先日、Pixel 4 の eSIM に STORE DATA コマンドを送信し、eSIM に入っていたプロファイルの情報を読み出しました。eSIM には IIJ のプロファイルが入っていますので、同プロファイルに関する Notification の送信先アドレスも得ることができました。プロファイル情報の読み出しについては、下記のエントリをご覧ください。
cheerio-the-bear.hatenablog.com
今回はその (おそらく SM-DP+ の) アドレスを使い、OpenSSL について少し学んでみました。ここのところ担当している業務でこれ系のコードを書くことは滅多にないので、良いエクササイズになりました。
OpenSSL で接続してみる : openssl s_client
まずは、SM-DP+ の FQDN をそのまま指定して openssl s_client を実行してみます。

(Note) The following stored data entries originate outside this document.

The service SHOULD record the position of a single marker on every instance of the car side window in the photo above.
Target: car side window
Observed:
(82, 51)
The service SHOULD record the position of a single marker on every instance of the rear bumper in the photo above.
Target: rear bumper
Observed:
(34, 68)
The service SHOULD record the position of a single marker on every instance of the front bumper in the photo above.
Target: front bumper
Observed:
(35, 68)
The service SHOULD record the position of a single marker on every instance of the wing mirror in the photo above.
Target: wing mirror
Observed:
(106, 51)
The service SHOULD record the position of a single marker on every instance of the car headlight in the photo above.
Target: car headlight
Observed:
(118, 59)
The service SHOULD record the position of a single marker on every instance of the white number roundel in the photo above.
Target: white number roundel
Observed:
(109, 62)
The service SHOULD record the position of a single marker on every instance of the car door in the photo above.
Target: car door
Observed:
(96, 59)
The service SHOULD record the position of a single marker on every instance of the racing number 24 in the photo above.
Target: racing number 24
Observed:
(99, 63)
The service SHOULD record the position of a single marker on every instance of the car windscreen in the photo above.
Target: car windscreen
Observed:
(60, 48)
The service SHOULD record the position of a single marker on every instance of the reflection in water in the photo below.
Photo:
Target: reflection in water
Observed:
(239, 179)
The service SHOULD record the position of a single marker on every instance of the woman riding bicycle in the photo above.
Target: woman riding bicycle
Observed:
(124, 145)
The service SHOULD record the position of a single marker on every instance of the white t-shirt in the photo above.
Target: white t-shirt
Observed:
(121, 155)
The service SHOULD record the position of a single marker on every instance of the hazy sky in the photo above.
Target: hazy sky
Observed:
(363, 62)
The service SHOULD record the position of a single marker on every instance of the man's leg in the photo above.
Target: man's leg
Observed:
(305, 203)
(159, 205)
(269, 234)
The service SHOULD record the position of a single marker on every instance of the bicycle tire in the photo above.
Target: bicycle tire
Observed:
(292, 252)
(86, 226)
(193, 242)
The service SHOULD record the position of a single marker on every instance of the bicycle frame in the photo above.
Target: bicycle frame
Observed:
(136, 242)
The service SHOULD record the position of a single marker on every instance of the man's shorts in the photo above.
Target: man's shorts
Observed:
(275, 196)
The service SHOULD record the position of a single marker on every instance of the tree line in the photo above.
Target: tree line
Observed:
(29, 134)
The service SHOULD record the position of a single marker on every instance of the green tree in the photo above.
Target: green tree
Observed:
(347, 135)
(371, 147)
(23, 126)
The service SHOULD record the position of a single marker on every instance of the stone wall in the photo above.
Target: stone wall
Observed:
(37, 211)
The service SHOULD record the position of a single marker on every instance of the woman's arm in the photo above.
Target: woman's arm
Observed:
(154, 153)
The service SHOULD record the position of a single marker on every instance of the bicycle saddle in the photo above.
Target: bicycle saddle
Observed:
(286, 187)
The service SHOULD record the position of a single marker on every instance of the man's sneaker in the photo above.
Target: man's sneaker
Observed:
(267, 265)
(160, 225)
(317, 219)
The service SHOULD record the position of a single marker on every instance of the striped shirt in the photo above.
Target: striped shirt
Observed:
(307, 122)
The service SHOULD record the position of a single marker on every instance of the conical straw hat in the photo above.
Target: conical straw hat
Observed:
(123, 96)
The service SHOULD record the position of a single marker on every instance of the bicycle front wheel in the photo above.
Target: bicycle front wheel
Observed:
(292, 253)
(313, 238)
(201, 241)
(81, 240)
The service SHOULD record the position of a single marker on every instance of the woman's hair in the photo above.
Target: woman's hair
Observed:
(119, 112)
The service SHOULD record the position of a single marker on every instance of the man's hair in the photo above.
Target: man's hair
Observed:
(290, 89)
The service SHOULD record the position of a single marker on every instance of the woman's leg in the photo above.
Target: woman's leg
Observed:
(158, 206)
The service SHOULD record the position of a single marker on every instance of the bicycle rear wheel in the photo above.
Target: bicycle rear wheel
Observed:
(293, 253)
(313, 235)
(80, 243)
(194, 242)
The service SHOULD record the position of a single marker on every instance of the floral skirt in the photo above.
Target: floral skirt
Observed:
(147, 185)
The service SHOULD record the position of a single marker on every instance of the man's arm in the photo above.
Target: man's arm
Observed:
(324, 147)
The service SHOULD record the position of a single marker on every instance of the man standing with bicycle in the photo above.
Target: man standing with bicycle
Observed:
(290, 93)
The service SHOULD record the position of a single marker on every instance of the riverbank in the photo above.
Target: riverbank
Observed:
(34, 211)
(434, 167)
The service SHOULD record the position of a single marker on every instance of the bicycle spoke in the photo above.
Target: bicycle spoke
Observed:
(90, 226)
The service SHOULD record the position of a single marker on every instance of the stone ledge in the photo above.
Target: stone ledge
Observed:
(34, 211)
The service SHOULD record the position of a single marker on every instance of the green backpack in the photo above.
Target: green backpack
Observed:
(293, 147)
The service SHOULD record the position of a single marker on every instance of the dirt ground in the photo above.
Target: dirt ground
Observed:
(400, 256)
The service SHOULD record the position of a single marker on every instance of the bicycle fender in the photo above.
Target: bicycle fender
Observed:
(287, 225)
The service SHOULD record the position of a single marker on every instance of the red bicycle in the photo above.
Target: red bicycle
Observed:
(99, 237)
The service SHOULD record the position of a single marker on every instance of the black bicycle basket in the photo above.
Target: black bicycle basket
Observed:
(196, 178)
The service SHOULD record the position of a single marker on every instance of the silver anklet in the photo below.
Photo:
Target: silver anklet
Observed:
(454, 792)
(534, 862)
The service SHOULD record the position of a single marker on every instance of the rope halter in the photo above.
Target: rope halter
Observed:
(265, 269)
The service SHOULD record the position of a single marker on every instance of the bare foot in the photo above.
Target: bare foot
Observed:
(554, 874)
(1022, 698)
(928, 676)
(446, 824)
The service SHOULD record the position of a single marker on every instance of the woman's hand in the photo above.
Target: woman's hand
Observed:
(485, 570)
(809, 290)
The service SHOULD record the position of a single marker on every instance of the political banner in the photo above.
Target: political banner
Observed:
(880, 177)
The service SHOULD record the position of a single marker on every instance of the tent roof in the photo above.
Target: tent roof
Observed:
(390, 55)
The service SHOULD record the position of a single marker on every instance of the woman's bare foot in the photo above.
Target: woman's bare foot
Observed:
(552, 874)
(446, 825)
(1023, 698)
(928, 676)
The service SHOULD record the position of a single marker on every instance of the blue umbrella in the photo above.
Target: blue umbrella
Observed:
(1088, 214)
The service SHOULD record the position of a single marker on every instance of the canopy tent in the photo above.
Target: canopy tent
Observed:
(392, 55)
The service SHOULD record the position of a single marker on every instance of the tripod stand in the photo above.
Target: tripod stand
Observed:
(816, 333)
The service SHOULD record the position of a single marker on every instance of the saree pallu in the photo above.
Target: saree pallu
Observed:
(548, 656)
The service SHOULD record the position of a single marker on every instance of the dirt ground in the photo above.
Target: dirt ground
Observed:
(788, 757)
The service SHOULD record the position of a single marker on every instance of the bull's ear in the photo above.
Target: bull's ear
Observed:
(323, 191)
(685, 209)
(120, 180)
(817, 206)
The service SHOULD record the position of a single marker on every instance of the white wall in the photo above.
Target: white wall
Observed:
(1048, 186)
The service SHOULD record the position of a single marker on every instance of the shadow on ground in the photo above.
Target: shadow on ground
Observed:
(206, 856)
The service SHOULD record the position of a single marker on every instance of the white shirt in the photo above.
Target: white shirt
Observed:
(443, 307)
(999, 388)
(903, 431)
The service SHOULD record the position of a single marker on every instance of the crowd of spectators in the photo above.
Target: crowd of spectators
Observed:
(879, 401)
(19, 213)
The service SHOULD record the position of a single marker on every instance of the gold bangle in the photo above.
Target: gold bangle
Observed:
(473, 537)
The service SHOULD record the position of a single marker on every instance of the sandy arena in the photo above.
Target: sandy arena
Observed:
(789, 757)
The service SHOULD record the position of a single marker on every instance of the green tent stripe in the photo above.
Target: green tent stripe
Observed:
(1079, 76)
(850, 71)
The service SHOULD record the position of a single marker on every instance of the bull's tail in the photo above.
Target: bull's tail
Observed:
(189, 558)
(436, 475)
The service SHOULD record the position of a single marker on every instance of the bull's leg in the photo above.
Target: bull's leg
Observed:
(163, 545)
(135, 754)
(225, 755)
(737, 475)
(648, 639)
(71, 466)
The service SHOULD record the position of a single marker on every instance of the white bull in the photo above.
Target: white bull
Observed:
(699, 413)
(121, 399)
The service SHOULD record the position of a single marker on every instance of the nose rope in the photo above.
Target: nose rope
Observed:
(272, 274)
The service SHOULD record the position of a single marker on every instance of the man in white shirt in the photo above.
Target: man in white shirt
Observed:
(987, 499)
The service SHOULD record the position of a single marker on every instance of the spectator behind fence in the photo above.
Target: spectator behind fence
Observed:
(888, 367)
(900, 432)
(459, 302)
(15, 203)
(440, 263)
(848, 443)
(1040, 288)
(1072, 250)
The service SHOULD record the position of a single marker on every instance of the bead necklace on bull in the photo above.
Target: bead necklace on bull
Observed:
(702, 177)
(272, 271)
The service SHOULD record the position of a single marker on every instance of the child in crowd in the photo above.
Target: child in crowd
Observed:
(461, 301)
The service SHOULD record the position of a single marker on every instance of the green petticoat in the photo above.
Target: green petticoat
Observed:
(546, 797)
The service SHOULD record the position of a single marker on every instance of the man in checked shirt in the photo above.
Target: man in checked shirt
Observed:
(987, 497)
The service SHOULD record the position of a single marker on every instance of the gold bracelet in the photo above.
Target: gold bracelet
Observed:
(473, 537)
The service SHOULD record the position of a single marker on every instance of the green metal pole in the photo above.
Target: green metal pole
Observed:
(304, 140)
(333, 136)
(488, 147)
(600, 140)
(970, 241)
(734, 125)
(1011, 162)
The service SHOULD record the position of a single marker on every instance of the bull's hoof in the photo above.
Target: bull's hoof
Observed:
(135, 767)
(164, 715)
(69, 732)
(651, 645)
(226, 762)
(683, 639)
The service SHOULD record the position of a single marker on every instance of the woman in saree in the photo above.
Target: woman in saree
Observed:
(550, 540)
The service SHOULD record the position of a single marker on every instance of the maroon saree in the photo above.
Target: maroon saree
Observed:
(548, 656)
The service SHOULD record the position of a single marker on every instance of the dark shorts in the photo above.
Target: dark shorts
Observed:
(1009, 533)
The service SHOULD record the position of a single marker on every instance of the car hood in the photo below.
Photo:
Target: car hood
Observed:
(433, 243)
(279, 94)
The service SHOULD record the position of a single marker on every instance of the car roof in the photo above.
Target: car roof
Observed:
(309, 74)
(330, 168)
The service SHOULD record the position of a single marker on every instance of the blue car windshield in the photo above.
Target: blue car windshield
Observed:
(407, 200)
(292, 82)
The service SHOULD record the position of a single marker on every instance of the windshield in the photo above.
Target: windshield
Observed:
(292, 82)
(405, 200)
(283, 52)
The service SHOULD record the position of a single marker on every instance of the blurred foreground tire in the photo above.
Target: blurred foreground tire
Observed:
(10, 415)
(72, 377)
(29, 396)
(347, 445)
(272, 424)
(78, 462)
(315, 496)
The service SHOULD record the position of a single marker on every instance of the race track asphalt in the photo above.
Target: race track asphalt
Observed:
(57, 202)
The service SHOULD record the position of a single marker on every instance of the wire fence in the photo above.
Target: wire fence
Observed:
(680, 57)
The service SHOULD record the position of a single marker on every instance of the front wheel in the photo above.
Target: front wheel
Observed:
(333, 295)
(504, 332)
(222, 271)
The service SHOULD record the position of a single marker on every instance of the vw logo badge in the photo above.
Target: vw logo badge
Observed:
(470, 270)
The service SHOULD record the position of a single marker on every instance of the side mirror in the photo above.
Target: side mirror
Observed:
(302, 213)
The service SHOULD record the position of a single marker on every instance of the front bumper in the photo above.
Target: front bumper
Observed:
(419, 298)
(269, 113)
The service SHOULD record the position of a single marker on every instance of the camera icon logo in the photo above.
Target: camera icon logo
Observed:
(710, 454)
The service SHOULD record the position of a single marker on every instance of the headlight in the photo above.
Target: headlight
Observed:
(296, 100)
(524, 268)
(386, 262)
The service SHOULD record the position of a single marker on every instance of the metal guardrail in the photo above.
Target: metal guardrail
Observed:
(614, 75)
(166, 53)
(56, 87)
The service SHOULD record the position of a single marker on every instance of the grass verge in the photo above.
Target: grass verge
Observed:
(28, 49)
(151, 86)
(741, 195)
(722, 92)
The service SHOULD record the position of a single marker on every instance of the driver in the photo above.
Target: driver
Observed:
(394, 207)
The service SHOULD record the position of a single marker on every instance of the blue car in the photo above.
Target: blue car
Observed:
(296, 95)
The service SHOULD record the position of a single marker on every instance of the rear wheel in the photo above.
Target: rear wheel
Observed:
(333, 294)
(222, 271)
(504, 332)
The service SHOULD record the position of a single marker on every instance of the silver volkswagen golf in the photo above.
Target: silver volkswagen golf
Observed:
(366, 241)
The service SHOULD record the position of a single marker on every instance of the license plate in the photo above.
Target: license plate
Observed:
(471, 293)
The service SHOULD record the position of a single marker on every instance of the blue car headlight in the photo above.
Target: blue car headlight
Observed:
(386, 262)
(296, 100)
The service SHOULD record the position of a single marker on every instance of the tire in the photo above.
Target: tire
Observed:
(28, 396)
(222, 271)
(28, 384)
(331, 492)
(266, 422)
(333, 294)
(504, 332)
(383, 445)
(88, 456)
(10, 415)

SM-DP+ から受け取った証明書の検証結果は、下記のように X509_V_ERR_SELF_SIGNED_CERT_IN_CHAIN (19) になります。
$ openssl s_client -connect SM-V4-033-A-GTM.PR.GO-ESIM.COM:443 ... Start Time: 1612622663 Timeout : 7200 (sec) Verify return code: 19 (self signed certificate in certificate chain) Extended master secret: no
GSMA ルート CI の証明書を指定していないので、サーバー証明書の検証結果が X509_V_OK (0) にならないのは想定通りです。GSMA の下記サイトから、SGP.21 と SGP.22 に対応する方のルート CI 証明書をダウンロードして指定します。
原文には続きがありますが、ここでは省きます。